On Tuesday, news broke that the International Olympic Committee had dropped wrestling, one of the most ancient Olympic sports, from the Summer Games.
Wrestling and MMA have always shared an odd-yet-symbiotic relationship. The development will certainly change the MMA landscape, but the question is: How?
The news came as a shock to many in the wrestling community. From an MMA point of view, the sport was just beginning to gain attention as a sort of feeder league for the combat sport.
The athletes have always been there, but very few hardcore MMA fans had heard of Daniel Cormier or Muhammed “King Mo” Lawal until they stepped off the Olympic ladder and into a ring or cage. Last month, 2008 Olympic gold medalist Henry Cejudo announced that he hopes to make his MMA debut this spring.
Almost any MMA fan who saw fellow gold medalist Jordan Burroughs tear through the 2012 field wanted to see what he could do at welterweight.
It is common in MMA circles to hear things like “once kids start training nothing but MMA…” yet athletes who reached the highest levels of other related sports continue to dominate. In addition to the previously mentioned Cormier and Lawal, the list also includes Dan Henderson, Matt Lindland, Sara McMann and more.
After training at the highest levels for years, these athletes were able to enter a still budding sport and dominate. Without the Olympics as a goal, more wrestlers might make the jump into MMA directly following their college careers like Chad Mendes or Bubba Jenkins.
Then again, the lack of an Olympic goal might deter more youth involvement in the sport and hurt the sport domestically. For the most part, what’s good for wrestling is good for MMA.
During the lead up to the last two Olympic cycles there has been meaningless chatter about MMA or Brazilian jiu-jitsu becoming Olympic sports. Even UFC president Dana White hinted at a trip to New York for some kind of clandestine meeting to help move the idea of Olympic MMA forward.
Wrestling’s current plight should make the sheer impossibility of MMA or BJJ in the Olympics clear. On top of that, the absurd rule sets forced upon combat sports such as wrestling and boxing have done nothing to help the sports. In fact, many believe that the current rule sets governing freestyle and Greco-Roman are at least partially to blame for the drop.
Veteran wrestling journalist Andrew Hipps of InterMatWrestle.com says, “There needs to be changes to international wrestling to make it more attractive. The current rules make it very difficult for people to follow and understand.
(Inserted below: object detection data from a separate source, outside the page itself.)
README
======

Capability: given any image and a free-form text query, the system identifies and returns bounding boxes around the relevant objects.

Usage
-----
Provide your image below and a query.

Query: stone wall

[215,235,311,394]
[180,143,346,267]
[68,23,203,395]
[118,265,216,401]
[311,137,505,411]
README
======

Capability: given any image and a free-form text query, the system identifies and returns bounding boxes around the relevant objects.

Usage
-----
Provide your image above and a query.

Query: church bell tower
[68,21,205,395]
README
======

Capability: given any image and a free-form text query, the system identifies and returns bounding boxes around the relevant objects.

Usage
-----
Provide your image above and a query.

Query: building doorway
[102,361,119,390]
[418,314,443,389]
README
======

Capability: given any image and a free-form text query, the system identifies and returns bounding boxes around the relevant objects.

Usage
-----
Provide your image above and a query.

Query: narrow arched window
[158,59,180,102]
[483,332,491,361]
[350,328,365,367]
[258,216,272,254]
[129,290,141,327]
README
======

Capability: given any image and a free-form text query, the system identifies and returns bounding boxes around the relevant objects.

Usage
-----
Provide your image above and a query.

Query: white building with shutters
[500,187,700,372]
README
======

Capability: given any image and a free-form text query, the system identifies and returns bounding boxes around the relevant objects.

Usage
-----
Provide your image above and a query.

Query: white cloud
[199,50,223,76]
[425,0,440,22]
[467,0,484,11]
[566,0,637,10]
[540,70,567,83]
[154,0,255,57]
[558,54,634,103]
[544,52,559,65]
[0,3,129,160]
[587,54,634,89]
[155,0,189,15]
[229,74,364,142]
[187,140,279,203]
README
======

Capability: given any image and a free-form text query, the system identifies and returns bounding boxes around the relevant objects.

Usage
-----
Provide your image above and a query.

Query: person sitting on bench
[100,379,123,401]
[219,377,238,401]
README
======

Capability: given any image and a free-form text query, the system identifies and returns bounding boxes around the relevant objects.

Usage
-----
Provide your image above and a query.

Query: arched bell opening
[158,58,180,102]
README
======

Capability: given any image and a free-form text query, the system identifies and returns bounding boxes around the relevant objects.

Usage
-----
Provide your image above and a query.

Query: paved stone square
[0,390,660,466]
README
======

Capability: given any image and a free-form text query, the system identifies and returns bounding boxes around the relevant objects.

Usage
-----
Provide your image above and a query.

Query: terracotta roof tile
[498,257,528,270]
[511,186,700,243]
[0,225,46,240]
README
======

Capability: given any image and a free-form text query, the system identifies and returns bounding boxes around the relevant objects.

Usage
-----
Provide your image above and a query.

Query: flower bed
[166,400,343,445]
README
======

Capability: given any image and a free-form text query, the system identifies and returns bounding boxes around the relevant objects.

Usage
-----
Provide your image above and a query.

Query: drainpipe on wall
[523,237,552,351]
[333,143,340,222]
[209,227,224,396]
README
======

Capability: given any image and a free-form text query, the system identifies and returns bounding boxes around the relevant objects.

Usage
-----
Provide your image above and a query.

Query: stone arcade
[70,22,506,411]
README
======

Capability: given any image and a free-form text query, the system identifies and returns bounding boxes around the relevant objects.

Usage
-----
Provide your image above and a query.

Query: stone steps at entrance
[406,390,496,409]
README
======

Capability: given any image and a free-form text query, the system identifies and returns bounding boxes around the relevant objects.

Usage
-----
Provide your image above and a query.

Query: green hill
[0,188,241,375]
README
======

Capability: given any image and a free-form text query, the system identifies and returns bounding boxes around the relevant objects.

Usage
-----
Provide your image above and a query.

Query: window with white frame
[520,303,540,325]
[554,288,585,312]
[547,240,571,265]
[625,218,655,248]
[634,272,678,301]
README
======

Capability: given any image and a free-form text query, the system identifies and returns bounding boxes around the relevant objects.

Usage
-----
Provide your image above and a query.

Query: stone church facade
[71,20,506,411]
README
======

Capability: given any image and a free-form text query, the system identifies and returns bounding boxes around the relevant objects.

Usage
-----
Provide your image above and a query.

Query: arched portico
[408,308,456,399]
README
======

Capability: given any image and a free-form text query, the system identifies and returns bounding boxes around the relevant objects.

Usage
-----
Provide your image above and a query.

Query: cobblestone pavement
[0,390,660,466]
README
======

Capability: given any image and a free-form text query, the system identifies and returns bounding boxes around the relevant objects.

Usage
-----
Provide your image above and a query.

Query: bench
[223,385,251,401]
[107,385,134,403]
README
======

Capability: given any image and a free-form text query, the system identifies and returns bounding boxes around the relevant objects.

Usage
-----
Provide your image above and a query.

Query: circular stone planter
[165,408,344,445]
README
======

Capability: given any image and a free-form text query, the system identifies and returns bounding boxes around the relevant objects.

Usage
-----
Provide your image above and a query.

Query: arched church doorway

Also, fans like action and excitement … and right now many international wrestling matches even at the highest levels don’t have action and excitement because of the rules and structure put in place by FILA, wrestling’s governing body.”
The good news for wrestling fans is that there is still a small chance the sport could be re-added in May when the IOC decides on a 26th sport for the 2020 Games. The IOC normally looks fondly upon sports that are truly international. Wrestling featured representatives from 71 countries at the 2012 Games.
The grassroots effort is already firmly underway here in the U.S. Facebook and Twitter pages like Save Olympic Wrestling are popping up everywhere.
As Hipps says, “Wrestling is not going to go away without a fight. The IOC is going to learn that they messed with the wrong sport.”